Radnor then went on to discuss another element he finds alluring about "Hunters" — that, even though it focuses directly on the impact that the Holocaust had on Jewish people, it also explores other people and their experiences with prejudice. Radnor said, "One of the things I love about 'Hunters' is it's not just Jews hunting the Nazis. It's a full makeup of all kinds of people, because everyone suffers under that kind of prejudice and persecution and genocidal tendencies."

Creator David Weil says telling the story of Hunters felt urgent

In a January 2023 interview with The Hollywood Reporter, following the release of Season 2, "Hunters" creator David Weil discussed what it was like to produce the show when there are so many recent, real-world examples of antisemitism.

Weil began by noting that Jewish people have been aware of and felt the effects of antisemitism for decades, but, in recent years, it has become more and more apparent to the world as a whole. Weil continued, "It's something that I think Jewish people have felt forever, and yet, society and culture are [now] seeing it in the way that we are. So, telling this story felt even more urgent, even more important, and you'll see echoes, particularly in the trial in episode eight, that speak to not only the violence and the genocide of the Holocaust, of what Adolf Hitler perpetrated, but also speaks to the kind of hatred, bigotry, prejudice, antisemitism, racism that lives on today."

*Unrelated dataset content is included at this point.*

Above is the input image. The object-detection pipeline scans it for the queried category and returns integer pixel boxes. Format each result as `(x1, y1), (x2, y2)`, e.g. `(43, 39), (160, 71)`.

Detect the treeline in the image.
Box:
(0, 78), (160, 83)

By making "Hunters" — especially Season 2, which features the trial of Hitler, which never happened in real life — Weil hopes to deliver catharsis. He said, "I hope that the series provides a sense of catharsis, of wish-fulfillment, even in this fictional way, in this trial in episode eight, that people can come away feeling that our hunters got some sense of justice, that there is some sense of characters fighting for their right to exist and winning."